A ChIP-seq pipeline from raw reads to peaks
Project description
This is the chipseq pipeline from the Sequana project.
- Overview:
ChIP-seq pipeline from raw reads to peaks, IDR statistics, and functional annotation
- Input:
Paired or single-end FastQ files and a CSV experimental design file
- Output:
HTML summary report, narrow/broad peak files, IDR statistics, bigwig tracks, annotation tables, and IGV session file
- Status:
Production
- Citation:
Cokelaer et al, (2017), ‘Sequana’: a Set of Snakemake NGS pipelines, Journal of Open Source Software, 2(16), 352, JOSS DOI https://doi.org/10.21105/joss.00352
Installation
pip install sequana_chipseq --upgrade
You will also need the third-party tools listed under Requirements below.
Quick Start
1. Prepare a design file design.csv:
type,condition,replicat,sample_name IP,EXP1,1,IP_EXP1_rep1 IP,EXP1,2,IP_EXP1_rep2 Input,EXP1,1,Input_EXP1
type must be IP (immunoprecipitated) or Input (control).
sample_name must match the prefix of the corresponding FastQ file (e.g. IP_EXP1_rep1 matches IP_EXP1_rep1_R1_.fastq.gz).
At least two IP replicates per condition are required for IDR analysis.
2. Prepare a genome directory named after the genome, containing:
<name>.fa — reference genome FASTA
<name>.gff or <name>.gff3 — gene annotation
Example:
ecoli_MG1655/ ├── ecoli_MG1655.fa └── ecoli_MG1655.gff
3. Set up the pipeline:
sequana_chipseq \
--input-directory DATAPATH \
--genome-directory /path/to/ecoli_MG1655 \
--design-file design.csv
4. Run the pipeline:
cd chipseq sh chipseq.sh
Usage
sequana_chipseq --help
Key pipeline-specific options:
- --genome-directory
Path to the genome directory (must contain <name>.fa and <name>.gff).
- --design-file
CSV experimental design file (see Quick Start above).
- --aligner-choice
Aligner to use. Currently only bowtie2 is supported.
- --blacklist-file
BED3 file of genomic regions to exclude from analysis (tab-separated: chromosome, start, end).
- --genome-size
Effective genome size for macs3 peak calling. Automatically computed from the FASTA file if not provided; override with a plain integer.
- --do-fingerprints
Enable plotFingerprint QC to assess ChIP enrichment quality.
Run on a SLURM cluster:
cd chipseq sbatch chipseq.sh
Or drive Snakemake directly:
snakemake -s chipseq.rules --cores 4 --stats stats.txt
Usage with Apptainer
Run every tool inside pre-built containers — no local tool installation needed:
sequana_chipseq \
--input-directory DATAPATH \
--genome-directory /path/to/genome \
--design-file design.csv \
--use-apptainer
Store images in a shared location to avoid re-downloading:
sequana_chipseq ... --use-apptainer --apptainer-prefix ~/.sequana/apptainers
Then run as usual:
cd chipseq sh chipseq.sh
Requirements
The following tools must be available (install via conda/bioconda):
mamba env create -f environment.yml
bowtie2 — read alignment
fastp — adapter trimming and quality filtering
fastqc — per-read quality control
samtools — BAM sorting, indexing, and flagstat
bedtools — bedGraph generation from BAM files (genomeCoverageBed)

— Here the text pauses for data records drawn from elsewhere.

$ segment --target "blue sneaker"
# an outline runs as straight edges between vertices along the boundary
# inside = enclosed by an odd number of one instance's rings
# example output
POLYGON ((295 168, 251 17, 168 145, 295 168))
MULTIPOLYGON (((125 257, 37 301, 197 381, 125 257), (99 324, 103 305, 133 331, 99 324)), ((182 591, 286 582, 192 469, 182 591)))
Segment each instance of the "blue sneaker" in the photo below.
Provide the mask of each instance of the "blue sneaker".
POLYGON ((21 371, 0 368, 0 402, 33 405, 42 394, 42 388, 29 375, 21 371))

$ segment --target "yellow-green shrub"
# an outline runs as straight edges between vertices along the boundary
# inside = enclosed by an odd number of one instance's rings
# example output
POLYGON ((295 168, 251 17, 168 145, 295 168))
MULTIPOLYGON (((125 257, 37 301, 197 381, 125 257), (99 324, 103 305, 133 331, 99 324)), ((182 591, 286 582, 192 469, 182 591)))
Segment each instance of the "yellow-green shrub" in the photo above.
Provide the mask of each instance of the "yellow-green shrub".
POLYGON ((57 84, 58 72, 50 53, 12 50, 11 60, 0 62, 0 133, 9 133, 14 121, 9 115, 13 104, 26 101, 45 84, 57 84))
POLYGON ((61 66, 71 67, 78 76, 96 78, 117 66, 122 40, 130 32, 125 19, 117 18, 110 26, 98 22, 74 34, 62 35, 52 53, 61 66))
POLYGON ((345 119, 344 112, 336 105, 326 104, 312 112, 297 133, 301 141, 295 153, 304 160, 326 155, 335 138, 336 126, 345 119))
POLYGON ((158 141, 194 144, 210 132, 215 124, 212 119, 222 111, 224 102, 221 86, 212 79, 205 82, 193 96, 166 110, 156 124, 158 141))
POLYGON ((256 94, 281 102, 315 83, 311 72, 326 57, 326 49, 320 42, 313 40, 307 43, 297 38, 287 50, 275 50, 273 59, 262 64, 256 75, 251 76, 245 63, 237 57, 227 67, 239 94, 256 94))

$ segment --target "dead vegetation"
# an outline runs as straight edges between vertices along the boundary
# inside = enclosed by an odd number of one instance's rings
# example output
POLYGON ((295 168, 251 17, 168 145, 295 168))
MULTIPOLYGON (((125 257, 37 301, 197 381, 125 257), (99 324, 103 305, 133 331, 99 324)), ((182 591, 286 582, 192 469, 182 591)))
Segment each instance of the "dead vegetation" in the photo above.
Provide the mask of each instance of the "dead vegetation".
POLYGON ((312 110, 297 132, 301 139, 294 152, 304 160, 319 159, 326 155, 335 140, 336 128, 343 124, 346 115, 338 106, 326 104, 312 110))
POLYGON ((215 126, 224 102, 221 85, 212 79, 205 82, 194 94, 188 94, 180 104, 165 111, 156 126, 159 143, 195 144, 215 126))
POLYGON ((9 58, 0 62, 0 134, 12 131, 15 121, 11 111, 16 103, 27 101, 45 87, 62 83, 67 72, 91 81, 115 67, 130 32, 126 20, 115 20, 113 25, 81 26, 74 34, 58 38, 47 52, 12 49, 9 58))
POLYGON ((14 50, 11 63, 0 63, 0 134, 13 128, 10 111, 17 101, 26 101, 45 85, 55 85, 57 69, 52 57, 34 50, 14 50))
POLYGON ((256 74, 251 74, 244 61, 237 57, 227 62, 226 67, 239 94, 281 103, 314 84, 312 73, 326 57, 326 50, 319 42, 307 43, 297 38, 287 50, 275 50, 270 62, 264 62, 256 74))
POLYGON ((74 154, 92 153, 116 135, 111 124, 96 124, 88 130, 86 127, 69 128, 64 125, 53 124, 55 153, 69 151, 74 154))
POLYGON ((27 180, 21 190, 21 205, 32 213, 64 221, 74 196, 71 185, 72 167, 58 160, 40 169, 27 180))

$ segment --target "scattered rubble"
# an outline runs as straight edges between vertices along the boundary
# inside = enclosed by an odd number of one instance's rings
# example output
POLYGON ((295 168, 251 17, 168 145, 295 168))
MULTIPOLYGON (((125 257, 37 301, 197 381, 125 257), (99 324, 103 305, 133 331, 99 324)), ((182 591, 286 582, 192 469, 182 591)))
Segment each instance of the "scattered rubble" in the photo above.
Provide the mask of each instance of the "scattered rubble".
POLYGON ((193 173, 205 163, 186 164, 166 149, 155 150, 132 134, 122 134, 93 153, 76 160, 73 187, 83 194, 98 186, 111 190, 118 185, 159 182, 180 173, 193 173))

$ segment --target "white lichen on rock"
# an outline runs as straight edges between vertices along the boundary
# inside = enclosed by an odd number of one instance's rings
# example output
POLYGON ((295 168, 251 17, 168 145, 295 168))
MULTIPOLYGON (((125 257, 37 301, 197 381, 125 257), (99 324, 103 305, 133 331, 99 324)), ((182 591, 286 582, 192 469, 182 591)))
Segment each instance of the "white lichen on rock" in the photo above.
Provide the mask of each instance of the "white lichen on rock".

ucsc-bedgraphtobigwig — bedGraph to bigWig conversion (bedGraphToBigWig)
deeptools — fingerprint QC (plotFingerprint) and multi-sample bigwig summary (multiBigwigSummary)
macs3 — narrow and broad peak calling
homer — peak annotation (annotatePeaks.pl)
idr — Irreproducibility Discovery Rate between replicates (installed from sequana/idr fork via pip; the upstream bioconda package is Python 3.10-only)
multiqc — aggregated QC report
Pipeline overview
Trimming — fastp removes low-quality reads and adapters.
QC — FastQC on raw and cleaned reads.
Alignment — bowtie2 maps reads to the reference genome.
[Optional] Mark duplicates — Picard marks PCR duplicates.
[Optional] Blacklist removal — bedtools removes artefact-prone regions.
bigwig — per-sample coverage tracks for genome browsers (bedtools genomeCoverageBed → UCSC bedGraphToBigWig); an IGV session file (igv.xml) is generated to preload all tracks.
[Optional] Fingerprints — plotFingerprint QC to assess ChIP enrichment.
Phantom peak — strand cross-correlation analysis (NSC, RSC, Qtag scores).
Peak calling — macs3 detects narrow and broad peaks for each IP vs Input pair.
FRiP — Fraction of Reads in Peaks per sample and comparison.
IDR — Irreproducibility Discovery Rate on true replicates, pseudo-replicates, and self-pseudo-replicates.
Annotation — homer annotates peaks relative to genomic features.
MultiQC — aggregated QC across all samples.
HTML report — summary with phantom peaks, FRiP plots, IDR tables, and annotation plots.
Configuration
Here is the latest documented configuration file. Key sections:
general — aligner choice and genome directory path
fastp — trimming options (length, quality, adapters)
fastqc — FastQC options and threads
bowtie2_mapping / bowtie2_index — mapping options, threads, memory
macs3 — peak calling parameters (genome size, bandwidth, q-value, broad cutoff)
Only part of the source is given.